Jerry Dove and David Ingram have found most of the displayed relics within a few yards to a few miles from the Lost River Museum. They have determined that there was a Union camp in the Museum parking lot and a Confederate camp not far away. They use their knowledge of local actions and skirmishes to guide much of their metal detecting.
|This battered Civil War relic has a story to tell. Confederate soldiers preferred Union canteens to bulky Confederate ones. A Confederate soldier acquired this one and etched “VV” for Virginia Volunteers on the lip and a big “C” on the opposite side.
“You read about how the Civil War was a period of innovation in weaponry, but when you see the great diversity of bullets Dove and Ingram have found, the words on the page have real meaning,” museum guide Bill Powell says. “Kids love the big stuff—the cannonballs and artillery shells—but the little things like harmonica reeds, a thimble, and a chess piece help us think of the soldiers as people.”
An auto tour of some of the region's Civil War sites will take place on Saturday, July 30.
McNeill’s Rangers will return to their old territory to camp at the museum for two days of living history Saturday, August 13th and 14th. Soldiers will gather round their cook fires and the valley will again sound of rifle and cannon fire.

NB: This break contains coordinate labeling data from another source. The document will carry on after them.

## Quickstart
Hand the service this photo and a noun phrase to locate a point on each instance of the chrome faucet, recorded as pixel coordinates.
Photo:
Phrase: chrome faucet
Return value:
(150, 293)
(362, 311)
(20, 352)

On August 20th, the Museum will hold a seminar on the Civil War with Joe Geiger, State Historian of West Virginia speaking on the unique story of West Virginia’s creation as a state. George Wunderlich, director of National Museum of Civil War Medicine, will relate the innovations of Civil War medicine to medical care our wounded in Iraq and Afghanistan receive on the battlefield today. Stephen French will share highlights from his award-winning The Jones-Imboden Raid Against the B & O Railroad. Wunderlich, who is also a maker of traditional banjos and an expert on minstrel music, will cap the day with a presentation and performance of Civil War era music
These programs are made possible with support from Hardy County Tour and Craft Association, the sponsor of Hardy County Heritage Weekend, The West Virginia Humanities Council, a state affiliate of the National Council for the Humanities, and donations from museum visitors.

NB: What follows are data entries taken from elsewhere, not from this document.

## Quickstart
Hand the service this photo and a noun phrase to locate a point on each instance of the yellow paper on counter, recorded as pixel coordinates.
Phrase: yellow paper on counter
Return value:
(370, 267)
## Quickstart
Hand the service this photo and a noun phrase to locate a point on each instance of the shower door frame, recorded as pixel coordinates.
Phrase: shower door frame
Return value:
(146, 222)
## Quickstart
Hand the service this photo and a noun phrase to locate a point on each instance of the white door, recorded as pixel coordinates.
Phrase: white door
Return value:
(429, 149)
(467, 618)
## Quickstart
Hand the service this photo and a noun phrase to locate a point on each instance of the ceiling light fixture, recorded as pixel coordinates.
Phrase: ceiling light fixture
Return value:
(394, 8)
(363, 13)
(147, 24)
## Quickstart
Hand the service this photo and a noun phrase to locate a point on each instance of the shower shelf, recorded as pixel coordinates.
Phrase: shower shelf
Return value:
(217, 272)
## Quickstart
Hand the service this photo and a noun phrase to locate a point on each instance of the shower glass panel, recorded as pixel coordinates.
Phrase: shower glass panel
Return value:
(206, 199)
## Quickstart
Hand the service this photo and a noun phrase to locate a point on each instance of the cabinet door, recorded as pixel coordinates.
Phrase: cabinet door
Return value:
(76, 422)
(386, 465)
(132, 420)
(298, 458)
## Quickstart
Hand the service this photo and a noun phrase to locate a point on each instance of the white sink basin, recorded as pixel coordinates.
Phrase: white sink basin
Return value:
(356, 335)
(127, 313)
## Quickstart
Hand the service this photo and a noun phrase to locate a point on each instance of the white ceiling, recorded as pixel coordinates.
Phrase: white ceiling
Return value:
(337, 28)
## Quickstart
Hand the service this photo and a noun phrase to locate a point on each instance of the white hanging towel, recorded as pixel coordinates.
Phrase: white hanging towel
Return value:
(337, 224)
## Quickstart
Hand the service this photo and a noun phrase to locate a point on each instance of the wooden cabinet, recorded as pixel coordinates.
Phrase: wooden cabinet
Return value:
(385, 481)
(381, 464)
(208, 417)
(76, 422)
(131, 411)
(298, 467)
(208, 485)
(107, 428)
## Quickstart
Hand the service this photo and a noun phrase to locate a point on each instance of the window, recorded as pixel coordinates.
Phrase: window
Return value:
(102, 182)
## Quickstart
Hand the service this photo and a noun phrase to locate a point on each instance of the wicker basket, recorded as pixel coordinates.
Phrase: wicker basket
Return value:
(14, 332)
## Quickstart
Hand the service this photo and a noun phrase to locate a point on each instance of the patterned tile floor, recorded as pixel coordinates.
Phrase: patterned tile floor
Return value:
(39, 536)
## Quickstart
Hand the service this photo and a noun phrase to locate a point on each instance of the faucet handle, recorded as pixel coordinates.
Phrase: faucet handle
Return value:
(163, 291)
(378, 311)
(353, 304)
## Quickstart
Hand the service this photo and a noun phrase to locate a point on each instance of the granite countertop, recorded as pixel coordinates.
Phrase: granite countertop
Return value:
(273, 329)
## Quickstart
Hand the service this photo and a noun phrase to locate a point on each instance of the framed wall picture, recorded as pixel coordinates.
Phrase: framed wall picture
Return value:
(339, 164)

The Lost River Museum welcomes visitors weekends from 10 to 5 pm Thursday through Sunday Memorial Day through October. It is located in the historic Harper Barn on SR 259 in Lost River, WV.
About the Museum
The Lost River Museum is located on the lower level of the 150-year-old barn it shares with the Artisans Cooperative.
The Museum reflects over 250 years of valley life from about 1750 when early settlers brought their few tools by packhorse and built log cabins with dirt or puncheon floors.

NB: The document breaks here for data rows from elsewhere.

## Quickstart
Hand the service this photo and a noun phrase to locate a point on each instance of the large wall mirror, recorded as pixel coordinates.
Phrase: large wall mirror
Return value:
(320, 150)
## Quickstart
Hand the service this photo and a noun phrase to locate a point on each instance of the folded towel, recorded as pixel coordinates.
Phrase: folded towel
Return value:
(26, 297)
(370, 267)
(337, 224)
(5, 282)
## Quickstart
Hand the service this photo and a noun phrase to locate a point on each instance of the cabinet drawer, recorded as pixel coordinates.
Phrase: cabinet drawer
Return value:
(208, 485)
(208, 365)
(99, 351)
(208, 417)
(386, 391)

After the danger of Indian raids passed, farms flourished in the rich valley soils and craftsmen made most of their tools, furniture, and clothing here. Some families built plantations with fine homes. Newer immigrants began to settle the uplands, building a hard but self-reliant life.
Today the Museum displays a treasure trove of furniture, tools, textiles, photographs, and stories reflecting this heritage.
Every year it also features special exhibits of rare artifacts from private collections not otherwise seen by the public and weekend events where craftsmen demonstrate traditional and contemporary arts.